What’s more, the genes on human chromosome 2 correspond almost exactly to the genes on chimpanzee chromosomes 12 and 13. The evidence for fusion is so apparent that scientists now number the chimpanzee chromosomes 2A and 2B to match the human chromosome to which they correspond (p. 107).
What About Design?
In Only a Theory, Kenneth Miller continually asks us to examine the evidence regarding Intelligent Design.

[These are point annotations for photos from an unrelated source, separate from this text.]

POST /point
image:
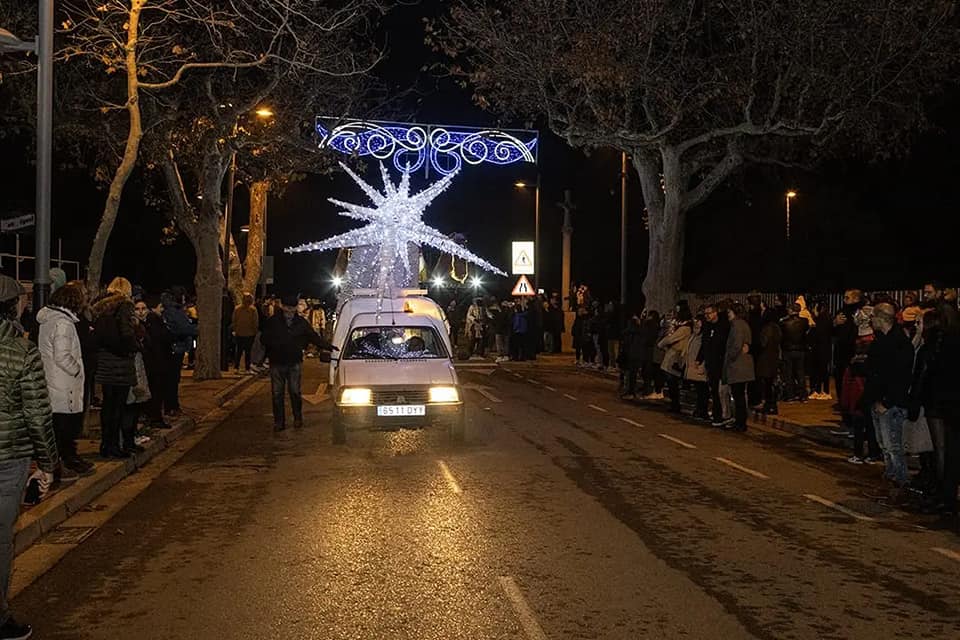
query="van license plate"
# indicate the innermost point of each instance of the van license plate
(401, 410)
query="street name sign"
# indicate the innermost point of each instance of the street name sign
(523, 259)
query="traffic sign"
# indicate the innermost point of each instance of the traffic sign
(8, 225)
(523, 287)
(523, 253)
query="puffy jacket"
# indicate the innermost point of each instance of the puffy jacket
(59, 346)
(116, 341)
(26, 422)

Is our genome … a modified copy of an earlier work, or is it an entirely new creation? …In every case for which we have data – and that now includes our complete genome and the genomes of many of our closest animal relatives – the answer is clear. We’re working with a modified copy, a genome loaded with inherited errors that has been shuffled and mutated and rearranged. We have, in short, a genome that evolved (p. 109).
The Same Science
There is historic, groundbreaking science emerging from the Human Genome Project. It is science that will heal diseases and prevent human suffering and for which believers will (and rightly so) give thanks to God.
This same science also tells us that we share common ancestry with all life. It tells us that we most closely share an ancestor with the great apes.
The science cannot be valid in one case, but invalid in the other. It is the same science.
The world renown geneticist at the helm of the historic Human Genome Project, Francis Collins, is a committed, all-in, vocal Christian. He described the genome as “the language of God” and wrote a book by that title, arguing for the compatibility of faith and science. Dr. Collins is currently the director of the National Institutes of Health, working at the cutting edge of DNA research.
Francis Collins is one of my all-time favorite examples of why we don’t have to be (theologically) nervous about human evolution.
This series is a chapter by chapter overview of Kenneth Miller’s Only a Theory, with my discussion and commentary.
I believe that the heavens declare the glory of God.
I believe that day after day the cosmos pours forth speech and night after night the cosmos reveals knowledge.
I trust that the evidence and knowledge that is revealed is true because the Creator of the cosmos is Truth.